Un livre encore à écrire

Ce Grand Livre n'a pas encore été écrit. Sa rédaction se lance ici même : Claude compose un ouvrage original à partir des pièces du corpus et d'une recherche web, puis l'enrichit à chaque nouvelle source versée.

Notice de la Jewish Encyclopedia (1901-1906)

Ce texte est reproduit tel qu'il a été publié il y a plus d'un siècle. Ses chiffres, ses jugements et ses « aujourd'hui » sont ceux de son époque, non les nôtres.

LEKAH DODI

LEKAH DODI ( = « Viens, mon ami » [à la rencontre de la fiancée]

Table des matières

- [Ancienne mélodie mauresque.](#anchor1) - [Anciennes mélodies allemandes et polonaises.](#anchor2)

Les paroles initiales du refrain d'un hymne pour le service d'inauguration du Sabbat, écrit vers le milieu du seizième siècle par Solomon ha-Levi [Alḳabiẓ](/articles/11121-moses-ha-levi-alkabiz), qui signa huit de ses neuf versets par son acrostiche. L'auteur emprunte une grande part de sa phraséologie à la prophétie d'Isaïe sur la restauration d'Israël, et six de ses versets sont remplis des pensées que sa vision d'Israël comme fiancée du grand Sabbat de la délivrance messianique suscite. C'est pratiquement le dernier des poèmes hébreux régulièrement acceptés dans la liturgie, tant dans l'usage méridional que suivait l'auteur, que dans le rite septentrional plus éloigné.

Ancienne mélodie mauresque.

Son importance dans l'estime des fidèles juifs a conduit chaque chantre et directeur de chœur à chercher à consacrer ses plus doux accents au chant de bienvenue du Sabbat. Des arrangements de « Lekah Dodi », ordinairement d'une grande expressivité et souvent d'une grande tendresse et beauté, se trouvent en conséquence dans toute compilation publiée de mélodies synagogales.
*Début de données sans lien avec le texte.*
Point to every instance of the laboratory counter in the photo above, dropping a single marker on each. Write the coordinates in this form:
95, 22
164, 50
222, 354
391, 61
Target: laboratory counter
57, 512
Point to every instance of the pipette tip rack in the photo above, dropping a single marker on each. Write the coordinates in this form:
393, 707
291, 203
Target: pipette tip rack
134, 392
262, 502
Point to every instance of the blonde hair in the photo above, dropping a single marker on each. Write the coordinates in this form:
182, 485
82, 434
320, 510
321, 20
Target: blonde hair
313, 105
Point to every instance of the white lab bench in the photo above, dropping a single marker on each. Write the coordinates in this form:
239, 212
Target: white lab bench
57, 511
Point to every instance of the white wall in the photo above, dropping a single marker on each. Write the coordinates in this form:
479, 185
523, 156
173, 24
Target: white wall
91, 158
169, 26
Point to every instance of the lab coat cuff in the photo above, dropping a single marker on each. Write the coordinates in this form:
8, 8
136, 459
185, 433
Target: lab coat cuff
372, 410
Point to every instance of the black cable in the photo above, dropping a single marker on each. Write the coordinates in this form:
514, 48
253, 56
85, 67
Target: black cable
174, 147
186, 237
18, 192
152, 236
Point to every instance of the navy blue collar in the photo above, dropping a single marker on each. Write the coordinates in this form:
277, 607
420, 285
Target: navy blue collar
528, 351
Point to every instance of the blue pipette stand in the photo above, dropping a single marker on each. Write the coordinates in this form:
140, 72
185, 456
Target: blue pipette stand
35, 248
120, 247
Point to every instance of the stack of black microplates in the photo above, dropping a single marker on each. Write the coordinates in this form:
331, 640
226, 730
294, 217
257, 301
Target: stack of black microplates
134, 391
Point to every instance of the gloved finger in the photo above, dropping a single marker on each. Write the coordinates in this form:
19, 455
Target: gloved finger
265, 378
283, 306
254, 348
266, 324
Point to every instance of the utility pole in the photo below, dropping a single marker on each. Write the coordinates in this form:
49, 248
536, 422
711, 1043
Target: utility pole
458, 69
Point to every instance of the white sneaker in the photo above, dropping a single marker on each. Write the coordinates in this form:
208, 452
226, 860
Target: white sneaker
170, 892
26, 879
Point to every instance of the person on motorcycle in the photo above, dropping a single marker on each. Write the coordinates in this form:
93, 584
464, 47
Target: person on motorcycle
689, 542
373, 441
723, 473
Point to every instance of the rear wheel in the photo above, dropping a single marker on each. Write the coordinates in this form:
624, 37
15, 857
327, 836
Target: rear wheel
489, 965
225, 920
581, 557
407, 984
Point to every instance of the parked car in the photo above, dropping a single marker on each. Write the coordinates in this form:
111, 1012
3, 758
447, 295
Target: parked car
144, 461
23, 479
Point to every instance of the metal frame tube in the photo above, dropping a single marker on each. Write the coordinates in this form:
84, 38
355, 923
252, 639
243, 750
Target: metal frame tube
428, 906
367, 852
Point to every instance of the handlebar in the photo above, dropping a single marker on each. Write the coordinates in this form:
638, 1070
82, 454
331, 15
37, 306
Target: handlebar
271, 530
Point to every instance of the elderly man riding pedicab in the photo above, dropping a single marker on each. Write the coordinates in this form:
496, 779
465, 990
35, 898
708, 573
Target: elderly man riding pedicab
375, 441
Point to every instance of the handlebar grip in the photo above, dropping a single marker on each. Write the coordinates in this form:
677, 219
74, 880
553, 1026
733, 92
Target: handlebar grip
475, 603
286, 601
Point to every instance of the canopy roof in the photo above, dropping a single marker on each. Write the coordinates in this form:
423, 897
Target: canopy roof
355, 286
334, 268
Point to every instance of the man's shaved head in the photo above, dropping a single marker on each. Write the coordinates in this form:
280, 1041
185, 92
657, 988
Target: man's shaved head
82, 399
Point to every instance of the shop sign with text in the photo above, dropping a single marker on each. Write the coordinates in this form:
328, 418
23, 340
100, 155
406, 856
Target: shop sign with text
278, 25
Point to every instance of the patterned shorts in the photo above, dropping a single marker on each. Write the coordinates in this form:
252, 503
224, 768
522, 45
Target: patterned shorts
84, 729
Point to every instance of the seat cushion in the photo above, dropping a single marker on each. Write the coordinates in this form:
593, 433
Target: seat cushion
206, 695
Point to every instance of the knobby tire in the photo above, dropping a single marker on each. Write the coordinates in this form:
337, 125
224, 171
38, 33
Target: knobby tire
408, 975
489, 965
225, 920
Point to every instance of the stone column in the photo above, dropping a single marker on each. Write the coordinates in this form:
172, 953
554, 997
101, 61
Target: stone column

Parmi les congrégations sépharades, cependant, l'hymne est universellement chanté sur une ancienne mélodie mauresque d'un grand intérêt, laquelle est connue pour être beaucoup plus ancienne que le texte de « Lekah Dodi » lui-même. Cela est clair non seulement d'après des preuves internes, mais aussi d'après la rubrique dans les anciens livres de prières ordonnant que l'hymne « soit chanté sur la mélodie de "Shubi Nafshi li-Menuḥayeki," » une composition de Judah ha-Levi, qui mourut près de cinq siècles avant Alḳabiẓ. Dans cette version, apportée en Palestine par les réfugiés espagnols avant l'époque d'Alḳabiẓ, l'hymne est chanté congregationnellement, le refrain étant employé uniquement comme introduction. Mais dans les synagogues ashkénazes, les versets sont ordinairement chantés avec élaboration par le ḥazzan, et le refrain est convenablement utilisé comme réponse congregationnelle.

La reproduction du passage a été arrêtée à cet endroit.